Sir Arthur Ignatius Conan Doyle DL (22 May 1859 – 7 July 1930) was a Scottish physician and writer who is most noted for his fictional stories about the detective Sherlock Holmes, which are generally considered milestones in the field of crime fiction. He is also known for writing the fictional adventures of a second character he invented, Professor Challenger, and for popularising the mystery of the Mary Celeste. He was a prolific writer whose other works include fantasy and science fiction stories, plays, romances, poetry, non-fiction, and historical novels. Arthur Ignatius Conan Doyle was born on 22 May 1859 at 11 Picardy Place, Edinburgh, Scotland. His father, Charles Altamont Doyle, was born in England but of Irish descent, and his mother, born Mary Foley, was Irish. They married in 1855.In 1864 the family dispersed due to Charles's growing alcoholism and the children were temporarily housed across Edinburgh. In 1867, the family came together again and lived in squalid tenement flats at 3 Sciennes Place.

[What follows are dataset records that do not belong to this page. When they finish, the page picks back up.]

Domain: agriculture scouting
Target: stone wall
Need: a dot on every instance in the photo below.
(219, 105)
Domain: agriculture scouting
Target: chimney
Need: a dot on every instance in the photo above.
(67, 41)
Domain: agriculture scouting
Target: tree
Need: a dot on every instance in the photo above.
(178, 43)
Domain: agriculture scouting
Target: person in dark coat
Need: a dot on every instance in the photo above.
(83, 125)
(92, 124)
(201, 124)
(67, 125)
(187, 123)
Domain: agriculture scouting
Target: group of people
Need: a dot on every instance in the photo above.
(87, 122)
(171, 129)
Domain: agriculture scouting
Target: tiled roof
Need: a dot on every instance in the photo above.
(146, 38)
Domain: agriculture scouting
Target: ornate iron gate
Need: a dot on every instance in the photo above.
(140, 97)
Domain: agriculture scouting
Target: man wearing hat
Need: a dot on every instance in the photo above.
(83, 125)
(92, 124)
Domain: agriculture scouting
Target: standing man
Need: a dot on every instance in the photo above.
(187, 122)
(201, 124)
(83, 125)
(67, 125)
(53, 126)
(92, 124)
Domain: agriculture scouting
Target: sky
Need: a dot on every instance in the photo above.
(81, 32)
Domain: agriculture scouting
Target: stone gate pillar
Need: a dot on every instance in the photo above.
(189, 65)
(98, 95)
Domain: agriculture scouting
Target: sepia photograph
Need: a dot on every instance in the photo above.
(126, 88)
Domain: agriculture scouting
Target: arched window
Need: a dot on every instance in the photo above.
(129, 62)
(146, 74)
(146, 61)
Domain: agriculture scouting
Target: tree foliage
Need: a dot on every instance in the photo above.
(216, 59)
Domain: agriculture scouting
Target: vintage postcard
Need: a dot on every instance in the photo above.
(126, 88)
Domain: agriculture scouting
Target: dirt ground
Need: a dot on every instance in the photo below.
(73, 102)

Supported by wealthy uncles, Doyle was sent to the Roman Catholic Jesuit preparatory school Hodder Place, Stonyhurst, at the age of nine (1868–70). He then went on to Stonyhurst College until 1875. From 1875 to 1876, he was educated at the Jesuit school Stella Matutina in Feldkirch, Austria. Despite attending a Jesuit school, he would later reject the Catholic religion and become an agnostic.
From 1876 to 1881, he studied medicine at the University of Edinburgh, including a period working in the town of Aston (now a district of Birmingham) and in Sheffield, as well as in Shropshire at Ruyton-XI-Towns. While studying, Doyle began writing short stories. His earliest extant fiction, The Haunted Grange of Goresthorpe, was unsuccessfully submitted to Blackwood's Magazine. His first published piece The Mystery of Sasassa Valley, a story set in South Africa, was printed in Chambers's Edinburgh Journal on 6 September 1879.[5][8] On 20 September 1879, he published his first non-fiction article, Gelsemium as a Poison in the British Medical Journal.
Following his studies at university, Doyle was employed as a doctor on the Greenland whaler Hope of Peterhead, in 1880, and, after his graduation, as a ship's surgeon on the SS Mayumba during a voyage to the West African coast, in 1881.He completed his doctorate on the subject of tabes dorsalis in 1885.
Doyle's father died in 1893, in the Crichton Royal, Dumfries, after many years of psychiatric illness.